According to the decree, the standard of the president of Azerbaijan is the official symbol of the president of Azerbaijan. The original version of the presidential standard is kept in the office of the president at the Presidential Palace. The duplicates of the presidential flag can be placed, hung or raised on the buildings of the Presidential Palace and presidential residences; it also can be placed in the halls or rooms of the Presidential Palace or presidential residences if any official event is intended to be conducted in the presence of the president; on other premises when the president of Azerbaijan is visiting; in the halls or on the building, where official or other types of events are being held with the participation of the president of Azerbaijan; and on the vehicles of the president.

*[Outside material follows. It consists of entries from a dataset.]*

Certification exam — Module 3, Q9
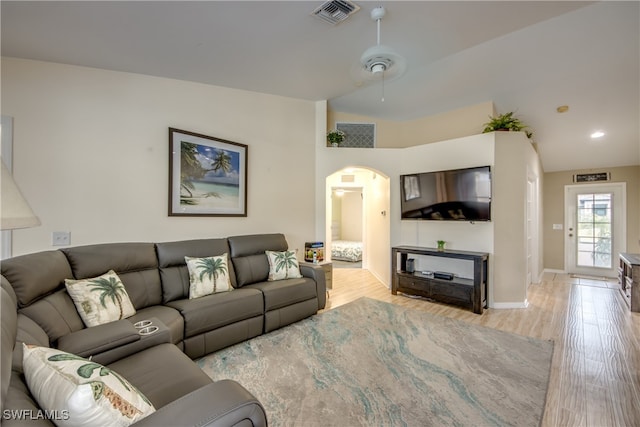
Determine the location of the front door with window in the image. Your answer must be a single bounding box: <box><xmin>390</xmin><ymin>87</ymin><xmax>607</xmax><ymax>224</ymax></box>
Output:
<box><xmin>565</xmin><ymin>183</ymin><xmax>626</xmax><ymax>277</ymax></box>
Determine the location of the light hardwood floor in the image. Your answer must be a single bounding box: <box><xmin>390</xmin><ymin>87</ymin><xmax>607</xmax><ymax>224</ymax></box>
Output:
<box><xmin>325</xmin><ymin>268</ymin><xmax>640</xmax><ymax>427</ymax></box>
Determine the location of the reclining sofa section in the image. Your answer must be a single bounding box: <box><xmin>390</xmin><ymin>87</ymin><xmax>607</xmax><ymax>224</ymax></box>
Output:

The presidential flag is also used during inaugural ceremony. It is brought onto the stage by the soldiers of the Armed Forces under the accompaniment of a ceremonial march during inauguration ceremony.

== Design ==
The presidential flag is like a square version of the tricolor Azerbaijani flag with the national emblem of Azerbaijan on both sides of the red stripe instead of a white crescent and eight-pointed star. The presidential flag is framed with golden fringes.

There is silver cord attached to the pole of the presidential flag illustrating the full name of the president of Azerbaijan and the date of his term of office. The pole of the flag is covered with a metal hood in crescent and eight-point star shape.